Cucumber Pro is a collaboration platform built around Cucumber. It offers real-time collaborative editing, reports and source control integration. Cucumber Pro's relationship to Cucumber is like Github's relationship to Git - a web app built around a command line tool.

This new offering promises to attract more traditional enterprises to use Cucumber given this expansion outside of the open source world (and beyond the technical development realm), with contractual support available. The founders confirm they’ve seen the need for this commercial offering in their own consulting experience:

The main goal of Cucumber Pro is to bring product owners, domain experts and other non-technical stakeholders into the BDD process. The raw text-editor and command line based UI that Cucumber uses is just too alienating for non-technical users.
Many companies refuse to use software that isn't backed by a commercial entity. They also want to know how to obtain official support for the tool they're buying.

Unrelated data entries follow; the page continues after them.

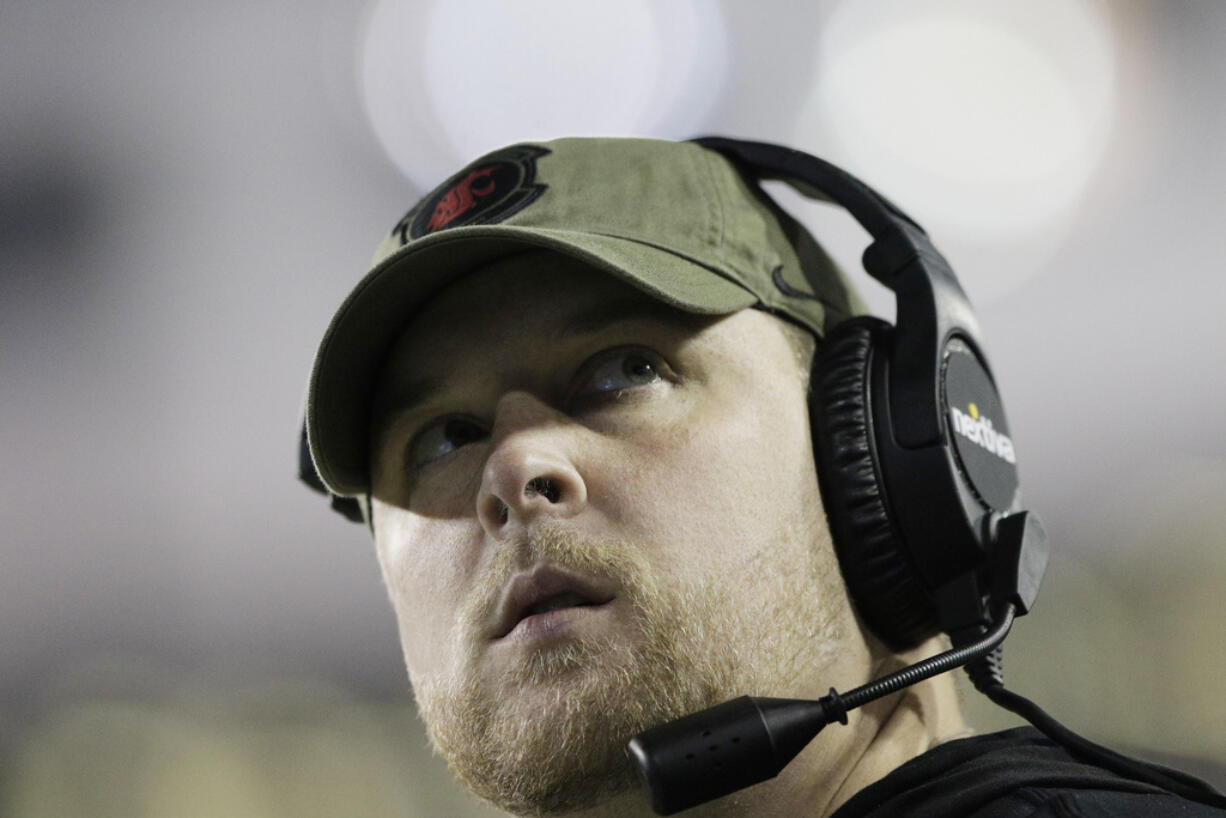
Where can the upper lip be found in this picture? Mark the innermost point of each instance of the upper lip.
(537, 585)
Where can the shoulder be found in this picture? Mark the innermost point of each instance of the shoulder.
(1013, 774)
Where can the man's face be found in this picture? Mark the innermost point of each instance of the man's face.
(595, 513)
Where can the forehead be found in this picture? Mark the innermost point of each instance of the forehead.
(515, 293)
(522, 304)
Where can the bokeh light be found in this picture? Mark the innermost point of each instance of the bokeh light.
(446, 81)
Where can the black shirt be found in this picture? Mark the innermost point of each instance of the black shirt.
(1013, 774)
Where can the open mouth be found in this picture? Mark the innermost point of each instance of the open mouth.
(544, 591)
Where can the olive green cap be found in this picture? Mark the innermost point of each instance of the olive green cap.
(674, 220)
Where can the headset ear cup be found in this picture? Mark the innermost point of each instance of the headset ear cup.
(875, 564)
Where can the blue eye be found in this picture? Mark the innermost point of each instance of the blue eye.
(616, 370)
(441, 438)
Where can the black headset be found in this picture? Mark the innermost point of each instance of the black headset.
(920, 482)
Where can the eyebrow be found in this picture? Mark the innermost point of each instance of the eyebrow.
(591, 320)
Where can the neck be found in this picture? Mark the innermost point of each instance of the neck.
(841, 760)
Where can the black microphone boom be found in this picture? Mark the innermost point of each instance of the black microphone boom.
(728, 747)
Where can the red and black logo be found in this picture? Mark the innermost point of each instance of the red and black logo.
(487, 191)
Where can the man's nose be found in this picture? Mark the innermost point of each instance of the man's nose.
(530, 473)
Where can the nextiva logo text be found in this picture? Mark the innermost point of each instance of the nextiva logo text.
(980, 432)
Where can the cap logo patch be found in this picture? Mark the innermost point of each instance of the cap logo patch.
(487, 191)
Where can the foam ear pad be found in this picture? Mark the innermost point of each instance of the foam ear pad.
(872, 553)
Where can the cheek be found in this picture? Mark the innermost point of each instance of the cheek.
(423, 563)
(722, 483)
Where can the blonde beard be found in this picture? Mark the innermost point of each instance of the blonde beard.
(562, 747)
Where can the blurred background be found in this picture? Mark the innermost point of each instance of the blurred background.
(188, 190)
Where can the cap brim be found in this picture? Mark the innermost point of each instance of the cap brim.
(359, 335)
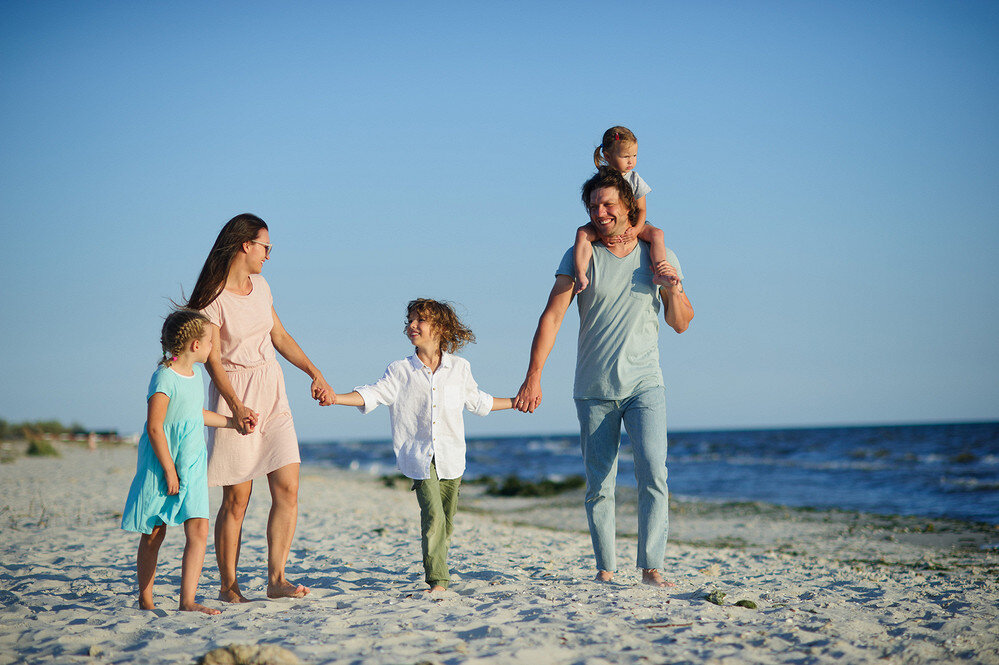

The Cucumber Pro team made clear to InfoQ that Cucumber Pro will not interfere or slow down the Cucumber roadmap:

Cucumber Pro is not a forked version of Cucumber with "professional" features. The open source Cucumber project will continue its life as usual.

We have been working on Cucumber Pro for about 6 months, and in the meanwhile we have kept up merging pull requests, fixing bugs and making releases of Cucumber-Ruby, Cucumber-JVM and Cucumber-JS.

The Cucumber Team has grown much larger in the past year, so issues are being dealt with quite well. Cucumber Pro's success relies on a healthy state of the Cucumber open source project, so this is still our focus.

The platform will include an in-browser editor for features which supports multiple collaborators. Editing the code that executes the feature will not be supported. However, the platform will be able to aggregate feature execution reports from the distinct Cucumber flavors, including SpecFlow, the .Net port of Cucumber.

Multiple offerings will be available, including a free version for open source and a cloud-hosted version as well as a private version running on a local server. Prices and model for the paid licences have not been published yet. For the time being interested customers can sign up for announcements on Cucumber Pro. Beta users will have access some time in Q4 2013 and public accessed is expected for Q1 2014.

Cucumber Pro was founded by the core maintainers of the distinct Cucumber flavors: Matt Wynne (Cucumber-Ruby), Julien Biezemans (Cucumber-JS) and Aslak Hellesøy (Cucumber-JVM). Matt previously developed Relish, an online app for publishing and sharing Cucumber features but lacked the editing and reporting capabilities now unveiled for Cucumber Pro. Matt announced that migration guides will be provided, and reduced prices will be offered to existing paid Relish accounts.